We’ve been doing parties this way for years, when we discovered some bloke in Kirribilli has worked out a way to profit from a party. That’s a lark Rabid hadn’t thought of before, and we usually pride ourselves in being fairly quick to spot a chance to make an extra dollar. People were paying $8000 each to attend this bloke’s parties. Granted they get food, booze and entertainment included, but the price sounds a tad optimistic.

However, getting any amount of money out of partygoers would provide a boost to the bottom line, so we decided to start small and work our way towards the bigger target. For our first profitable soiree we asked for a donation towards the cost of cleaning up after the event. That seemed like a good idea, but either the guests had no idea what cleaners charge or they all thought they were very tidy. Still, from little things big things grow, and we knew we’d get better at it with practice.
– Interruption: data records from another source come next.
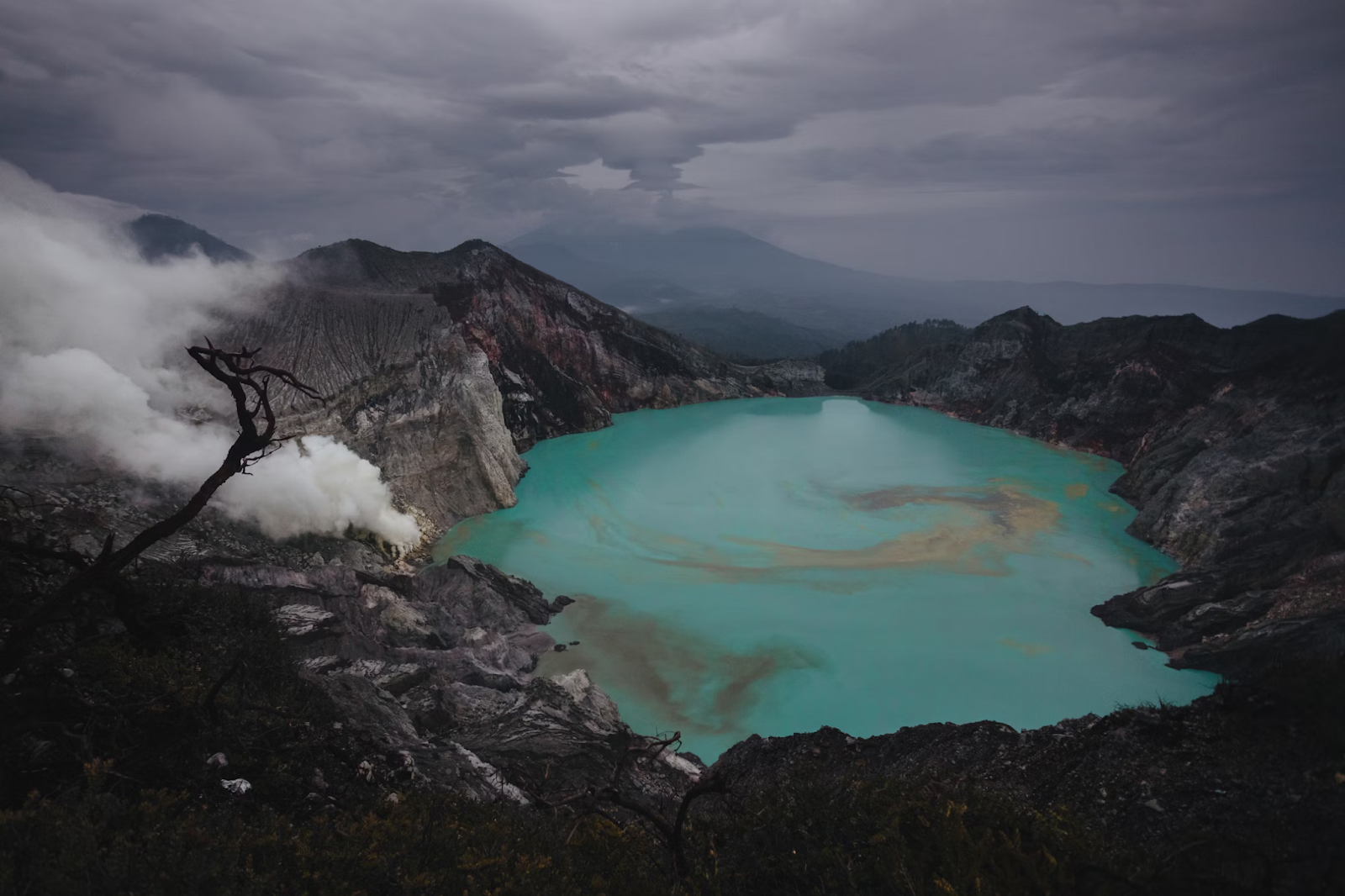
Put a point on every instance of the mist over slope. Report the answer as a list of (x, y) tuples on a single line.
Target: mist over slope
[(161, 237), (91, 342), (732, 268)]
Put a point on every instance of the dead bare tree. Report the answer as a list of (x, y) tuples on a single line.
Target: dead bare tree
[(249, 383), (592, 801)]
For the second paying party we set the price at $100 per head and to our great surprise and delight they all paid up! With hardly a pause we arranged the next event and bumped the price to $500 per head. Not a single taker. Okay, so we’re not in Kirribilli but $500 is still a long way from the $8000 target, so some market research was required. Sending the nephew around asking people to explain their absence is an allowed deduction according to his accountant father.

Everyone thought $100 was fine because they’d spend that at the pub, but much more was expected for the extra dollars. They wanted to meet somebody famous from government and apparently the bloke who manages the council’s cleaning service doesn’t qualify. We pointed out that he works for the government, and spends all day examining everyone’s dirty laundry, but they demanded somebody higher up and preferably elected.

After making a few phone calls we discovered there are plenty of politicians looking for increased exposure so we asked a few to attend the next soiree, and got their permission to use their names on the invitations. Nix. Nada. Nothing. No takers. It seems they want members of government, not just any old politicians. What have people got against One Nation and the Shooter’s Party?

Might as well go straight to the top. A quick phone call secured our very own invitation to a party at Kirribilli, where we were assured we’d meet a huge array of suitable candidates, any one of whom could be a huge draw card at our next event. All we had to do was turn up, join them for drinks and nibbles and sound out their availability for the next Rabid Reseller revelry. Anyone got any suggestions on how to raise $8000?

Gotta go! Customers waiting!

“Some bloke in Kirribilli has worked out a way to make a profit from a party.”